Most even numbers is a sum $a+b+c+d$ where $a^2+b^2+c^2=d^2$

Solution 1:

If you rewrite your sum of squares as

$$a_4^2-a_3^2=a_1^2+a_2^2$$

Then all you need to do is find a difference of two squares that equals a sum of two squares.
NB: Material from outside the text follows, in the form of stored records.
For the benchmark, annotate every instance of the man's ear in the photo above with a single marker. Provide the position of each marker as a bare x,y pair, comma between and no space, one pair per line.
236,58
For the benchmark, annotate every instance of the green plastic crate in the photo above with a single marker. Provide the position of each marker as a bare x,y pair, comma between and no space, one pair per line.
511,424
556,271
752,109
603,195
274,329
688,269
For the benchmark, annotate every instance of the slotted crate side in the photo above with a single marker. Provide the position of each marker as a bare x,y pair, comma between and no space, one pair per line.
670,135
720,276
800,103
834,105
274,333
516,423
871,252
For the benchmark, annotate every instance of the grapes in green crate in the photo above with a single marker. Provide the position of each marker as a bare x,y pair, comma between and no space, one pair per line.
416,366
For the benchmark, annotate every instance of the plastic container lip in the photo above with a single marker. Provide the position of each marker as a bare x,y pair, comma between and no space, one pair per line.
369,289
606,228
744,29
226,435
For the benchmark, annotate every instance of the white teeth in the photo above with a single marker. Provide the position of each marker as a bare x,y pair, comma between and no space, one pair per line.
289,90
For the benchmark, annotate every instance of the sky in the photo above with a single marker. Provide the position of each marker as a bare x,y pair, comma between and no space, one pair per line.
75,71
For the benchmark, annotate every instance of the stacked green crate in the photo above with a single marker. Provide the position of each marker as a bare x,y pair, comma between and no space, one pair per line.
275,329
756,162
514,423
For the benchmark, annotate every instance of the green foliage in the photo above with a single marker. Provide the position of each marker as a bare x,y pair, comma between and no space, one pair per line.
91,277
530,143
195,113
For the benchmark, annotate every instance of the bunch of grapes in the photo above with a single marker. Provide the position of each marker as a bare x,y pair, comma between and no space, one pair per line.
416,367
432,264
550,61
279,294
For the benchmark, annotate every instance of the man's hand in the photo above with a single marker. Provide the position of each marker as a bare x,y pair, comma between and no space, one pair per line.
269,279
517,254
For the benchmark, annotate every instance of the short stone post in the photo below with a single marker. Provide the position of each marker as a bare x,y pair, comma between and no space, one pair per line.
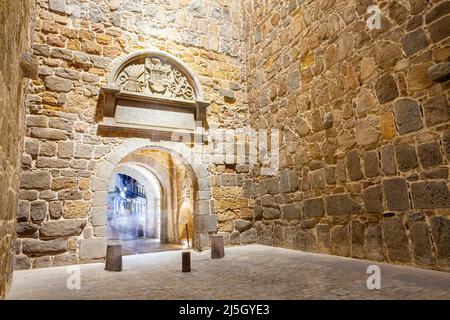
186,261
113,257
217,249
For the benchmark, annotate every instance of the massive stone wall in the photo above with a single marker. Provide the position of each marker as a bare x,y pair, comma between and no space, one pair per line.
77,42
365,127
16,18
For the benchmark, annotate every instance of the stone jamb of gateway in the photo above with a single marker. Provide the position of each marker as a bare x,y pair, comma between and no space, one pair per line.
205,221
154,191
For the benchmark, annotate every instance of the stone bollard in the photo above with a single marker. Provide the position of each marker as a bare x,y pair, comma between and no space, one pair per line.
217,249
186,261
113,257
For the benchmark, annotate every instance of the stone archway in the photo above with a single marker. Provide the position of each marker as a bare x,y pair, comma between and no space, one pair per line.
205,221
153,191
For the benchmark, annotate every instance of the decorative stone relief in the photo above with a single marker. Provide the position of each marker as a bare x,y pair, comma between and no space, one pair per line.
157,77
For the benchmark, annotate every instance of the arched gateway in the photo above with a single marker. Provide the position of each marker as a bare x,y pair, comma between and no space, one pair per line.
152,97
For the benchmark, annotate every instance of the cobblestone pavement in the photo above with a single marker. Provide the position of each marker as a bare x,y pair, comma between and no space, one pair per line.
247,272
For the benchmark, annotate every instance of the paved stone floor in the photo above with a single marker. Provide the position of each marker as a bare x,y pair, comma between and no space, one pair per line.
248,272
140,246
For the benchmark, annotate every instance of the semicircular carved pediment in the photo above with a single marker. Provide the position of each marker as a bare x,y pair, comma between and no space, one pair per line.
155,76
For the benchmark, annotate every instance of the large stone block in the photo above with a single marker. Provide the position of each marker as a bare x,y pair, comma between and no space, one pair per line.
34,247
339,204
354,166
39,180
248,236
429,154
406,156
407,115
374,242
387,160
371,164
313,208
242,225
396,241
373,199
47,133
340,240
440,228
61,228
291,211
436,110
420,238
396,194
358,239
430,194
94,248
386,88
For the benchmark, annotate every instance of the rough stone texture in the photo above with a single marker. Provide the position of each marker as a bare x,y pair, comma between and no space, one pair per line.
343,96
373,199
408,117
440,228
396,241
17,23
396,194
430,194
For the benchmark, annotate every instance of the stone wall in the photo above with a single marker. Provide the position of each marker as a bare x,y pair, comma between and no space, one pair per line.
77,42
16,18
365,127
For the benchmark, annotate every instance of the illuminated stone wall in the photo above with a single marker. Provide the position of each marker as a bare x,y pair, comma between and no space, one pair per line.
365,127
15,39
77,42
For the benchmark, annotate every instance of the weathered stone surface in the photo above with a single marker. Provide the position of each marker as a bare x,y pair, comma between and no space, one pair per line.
291,211
94,248
387,160
436,110
248,236
396,194
420,239
306,241
25,229
414,41
430,194
407,114
58,84
371,166
61,228
439,30
341,204
242,225
39,180
38,210
75,209
341,240
313,208
374,242
440,228
46,133
386,88
358,239
396,241
55,209
373,199
271,213
354,165
439,72
406,156
429,154
33,247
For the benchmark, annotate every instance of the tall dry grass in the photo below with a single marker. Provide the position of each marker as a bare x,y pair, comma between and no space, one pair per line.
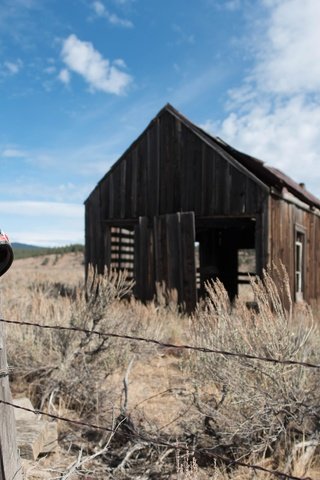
266,413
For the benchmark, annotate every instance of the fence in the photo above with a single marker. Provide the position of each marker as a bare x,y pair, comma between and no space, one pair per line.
143,437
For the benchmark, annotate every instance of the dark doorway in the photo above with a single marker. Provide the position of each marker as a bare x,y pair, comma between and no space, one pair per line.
219,242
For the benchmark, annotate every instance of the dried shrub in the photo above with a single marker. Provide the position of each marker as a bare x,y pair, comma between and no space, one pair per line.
255,406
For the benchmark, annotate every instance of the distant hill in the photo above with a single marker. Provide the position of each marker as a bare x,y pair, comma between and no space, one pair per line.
24,246
22,250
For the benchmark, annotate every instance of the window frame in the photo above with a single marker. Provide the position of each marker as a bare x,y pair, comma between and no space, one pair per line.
299,261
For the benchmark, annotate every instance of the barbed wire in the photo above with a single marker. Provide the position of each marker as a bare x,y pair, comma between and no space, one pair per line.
208,451
135,338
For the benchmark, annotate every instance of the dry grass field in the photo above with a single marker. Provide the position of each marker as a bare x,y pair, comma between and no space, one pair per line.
172,413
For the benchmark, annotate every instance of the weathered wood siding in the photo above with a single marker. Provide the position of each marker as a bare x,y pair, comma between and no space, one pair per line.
170,169
284,218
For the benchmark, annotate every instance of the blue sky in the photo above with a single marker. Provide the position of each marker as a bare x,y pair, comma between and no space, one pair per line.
80,79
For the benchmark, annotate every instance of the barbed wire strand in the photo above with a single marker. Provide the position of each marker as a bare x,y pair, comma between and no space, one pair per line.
165,344
208,451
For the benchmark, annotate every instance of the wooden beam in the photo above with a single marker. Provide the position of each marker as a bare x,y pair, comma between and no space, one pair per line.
9,457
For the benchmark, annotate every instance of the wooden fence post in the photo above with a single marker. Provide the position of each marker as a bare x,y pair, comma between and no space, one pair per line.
10,465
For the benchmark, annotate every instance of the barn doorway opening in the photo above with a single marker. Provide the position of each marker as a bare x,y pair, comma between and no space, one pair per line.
226,250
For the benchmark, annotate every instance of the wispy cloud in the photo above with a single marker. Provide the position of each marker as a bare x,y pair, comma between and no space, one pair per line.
12,152
36,209
101,11
11,67
43,223
82,58
275,113
182,36
64,76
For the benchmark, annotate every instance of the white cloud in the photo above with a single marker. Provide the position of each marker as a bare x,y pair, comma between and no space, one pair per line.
82,58
43,223
50,70
64,76
289,58
101,11
275,113
13,153
12,68
38,209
If the sum of two squares is an odd number $b$ with the form $2k+1$ that is

$$a_1^2+a_2^2=b=2k+1$$

Then since any odd number can be trivially written as the difference of two squares we have

$$\left( \frac{b+1}{2}\right)^2-\left( \frac{b-1}{2}\right)^2=b$$

which immediately gives

$$\left( \frac{b+1}{2}\right)^2-\left( \frac{b-1}{2}\right)^2=a_1^2+a_2^2$$

To fit your constraint above $\left( \frac{b+1}{2}\right)^2$ is even and $\left( \frac{b-1}{2}\right)^2$ is odd.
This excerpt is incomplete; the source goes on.